A Riemann–Hilbert Approach to Asymptotic Analysis of Toeplitz+Hankel Determinants

In this paper we will formulate $4\times4$ Riemann–Hilbert problems for Toeplitz+Hankel determinants and the associated system of orthogonal polynomials, when the Hankel symbol is supported on the unit circle and also when it is supported on an interval $[a,b]$, $0<a<b<1$. The distinguishing feature of this work is that in the formulation of the Riemann–Hilbert problem no specific relationship is assumed between the Toeplitz and Hankel symbols.

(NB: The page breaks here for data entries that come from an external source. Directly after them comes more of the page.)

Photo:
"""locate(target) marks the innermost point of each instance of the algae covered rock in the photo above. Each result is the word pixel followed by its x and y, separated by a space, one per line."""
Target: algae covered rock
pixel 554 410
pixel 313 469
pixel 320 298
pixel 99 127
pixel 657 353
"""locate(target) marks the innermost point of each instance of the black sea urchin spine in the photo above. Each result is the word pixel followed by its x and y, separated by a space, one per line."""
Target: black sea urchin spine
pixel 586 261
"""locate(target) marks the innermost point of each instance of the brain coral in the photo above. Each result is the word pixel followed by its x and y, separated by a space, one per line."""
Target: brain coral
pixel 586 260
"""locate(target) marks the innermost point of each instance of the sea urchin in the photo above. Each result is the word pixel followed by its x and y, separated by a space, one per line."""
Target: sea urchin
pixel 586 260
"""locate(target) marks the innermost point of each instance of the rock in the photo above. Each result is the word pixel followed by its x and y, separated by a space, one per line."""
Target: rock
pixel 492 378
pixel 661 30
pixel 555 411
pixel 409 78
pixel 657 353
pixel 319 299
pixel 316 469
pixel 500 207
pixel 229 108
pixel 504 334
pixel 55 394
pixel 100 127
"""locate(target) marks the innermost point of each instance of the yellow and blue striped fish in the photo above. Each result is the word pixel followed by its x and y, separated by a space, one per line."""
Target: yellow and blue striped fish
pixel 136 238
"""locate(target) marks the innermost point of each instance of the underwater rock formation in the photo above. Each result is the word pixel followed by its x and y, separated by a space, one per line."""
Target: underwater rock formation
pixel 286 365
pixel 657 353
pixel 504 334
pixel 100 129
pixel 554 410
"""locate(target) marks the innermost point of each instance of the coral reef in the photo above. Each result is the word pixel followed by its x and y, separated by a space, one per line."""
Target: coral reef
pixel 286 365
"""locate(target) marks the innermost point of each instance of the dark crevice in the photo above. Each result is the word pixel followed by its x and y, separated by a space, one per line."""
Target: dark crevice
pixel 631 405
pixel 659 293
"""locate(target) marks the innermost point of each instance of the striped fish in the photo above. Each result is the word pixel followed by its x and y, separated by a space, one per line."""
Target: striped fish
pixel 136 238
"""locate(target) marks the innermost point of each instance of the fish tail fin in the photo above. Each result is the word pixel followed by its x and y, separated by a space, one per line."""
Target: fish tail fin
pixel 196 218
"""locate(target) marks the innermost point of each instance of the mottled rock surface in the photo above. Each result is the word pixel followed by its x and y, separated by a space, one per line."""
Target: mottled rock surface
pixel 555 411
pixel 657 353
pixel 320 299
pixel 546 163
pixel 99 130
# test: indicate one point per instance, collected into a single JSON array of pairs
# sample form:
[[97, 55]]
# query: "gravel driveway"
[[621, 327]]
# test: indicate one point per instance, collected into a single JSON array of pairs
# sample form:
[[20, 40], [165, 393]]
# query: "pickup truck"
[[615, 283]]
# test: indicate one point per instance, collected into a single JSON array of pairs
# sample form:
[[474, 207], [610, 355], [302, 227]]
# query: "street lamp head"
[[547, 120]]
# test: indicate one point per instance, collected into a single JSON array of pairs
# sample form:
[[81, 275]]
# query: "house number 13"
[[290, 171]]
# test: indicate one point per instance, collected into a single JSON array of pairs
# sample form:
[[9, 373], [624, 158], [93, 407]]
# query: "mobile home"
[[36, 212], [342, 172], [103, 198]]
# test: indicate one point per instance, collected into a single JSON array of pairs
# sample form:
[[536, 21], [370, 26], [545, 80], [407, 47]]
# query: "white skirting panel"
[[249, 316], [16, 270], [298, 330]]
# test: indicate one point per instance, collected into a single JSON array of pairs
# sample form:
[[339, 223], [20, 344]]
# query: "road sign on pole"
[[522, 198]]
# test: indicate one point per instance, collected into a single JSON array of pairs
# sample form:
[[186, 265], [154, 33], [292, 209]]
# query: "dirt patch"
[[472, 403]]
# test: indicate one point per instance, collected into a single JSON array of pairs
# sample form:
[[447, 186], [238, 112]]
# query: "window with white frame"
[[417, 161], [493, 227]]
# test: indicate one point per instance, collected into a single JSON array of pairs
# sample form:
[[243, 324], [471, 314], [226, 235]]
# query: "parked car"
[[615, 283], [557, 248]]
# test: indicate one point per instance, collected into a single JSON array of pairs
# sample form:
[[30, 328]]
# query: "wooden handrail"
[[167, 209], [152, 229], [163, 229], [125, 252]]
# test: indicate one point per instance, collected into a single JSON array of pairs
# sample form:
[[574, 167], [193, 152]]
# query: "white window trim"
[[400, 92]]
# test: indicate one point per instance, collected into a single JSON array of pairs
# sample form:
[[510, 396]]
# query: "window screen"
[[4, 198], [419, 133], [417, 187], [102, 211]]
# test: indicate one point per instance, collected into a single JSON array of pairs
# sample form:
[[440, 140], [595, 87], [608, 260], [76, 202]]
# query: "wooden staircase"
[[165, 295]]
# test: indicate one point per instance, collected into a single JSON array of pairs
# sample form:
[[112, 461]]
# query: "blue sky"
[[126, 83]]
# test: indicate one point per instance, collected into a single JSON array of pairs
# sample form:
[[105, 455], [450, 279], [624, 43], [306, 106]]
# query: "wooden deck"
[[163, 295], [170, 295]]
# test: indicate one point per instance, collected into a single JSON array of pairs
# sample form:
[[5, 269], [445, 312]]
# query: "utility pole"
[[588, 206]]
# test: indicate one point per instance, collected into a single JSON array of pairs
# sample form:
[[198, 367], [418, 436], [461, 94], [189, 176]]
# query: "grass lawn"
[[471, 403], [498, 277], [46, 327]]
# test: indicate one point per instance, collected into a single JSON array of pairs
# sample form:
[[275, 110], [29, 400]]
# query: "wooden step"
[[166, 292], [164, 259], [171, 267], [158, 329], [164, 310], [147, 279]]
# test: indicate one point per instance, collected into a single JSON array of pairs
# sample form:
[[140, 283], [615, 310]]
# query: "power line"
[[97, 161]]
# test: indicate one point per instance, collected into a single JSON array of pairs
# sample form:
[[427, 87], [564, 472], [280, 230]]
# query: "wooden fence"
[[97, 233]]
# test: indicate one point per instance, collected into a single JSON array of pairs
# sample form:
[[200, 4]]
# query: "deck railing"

We will develop nonlinear steepest descent methods for analysing these problems in the case where the symbols are smooth (i.e., in the absence of Fisher–Hartwig singularities) and admit an analytic continuation in a neighborhood of the unit circle (if the symbol's support is the unit circle). We will finally introduce a model problem and will present its solution requiring certain conditions on the ratio of Hankel and Toeplitz symbols. This in turn will allow us to find the asymptotics of the norms $h_n$ of the corresponding orthogonal polynomials and, in fact, the large $n$ asymptotics of the polynomials themselves. We will explain how this solvable case is related to the recent operator-theoretic approach in [Basor E., Ehrhardt T., in Large Truncated Toeplitz Matrices, Toeplitz Operators, and Related Topics, Oper. Theory Adv. Appl., Vol. 259, Birkhäuser/Springer, Cham, 2017, 125–154, arXiv:1603.00506] to Toeplitz+Hankel determinants. At the end we will discuss the prospects of future work and outline several technical, as well as conceptual, issues which we are going to address next within the $4\times 4$ Riemann–Hilbert framework introduced in this paper.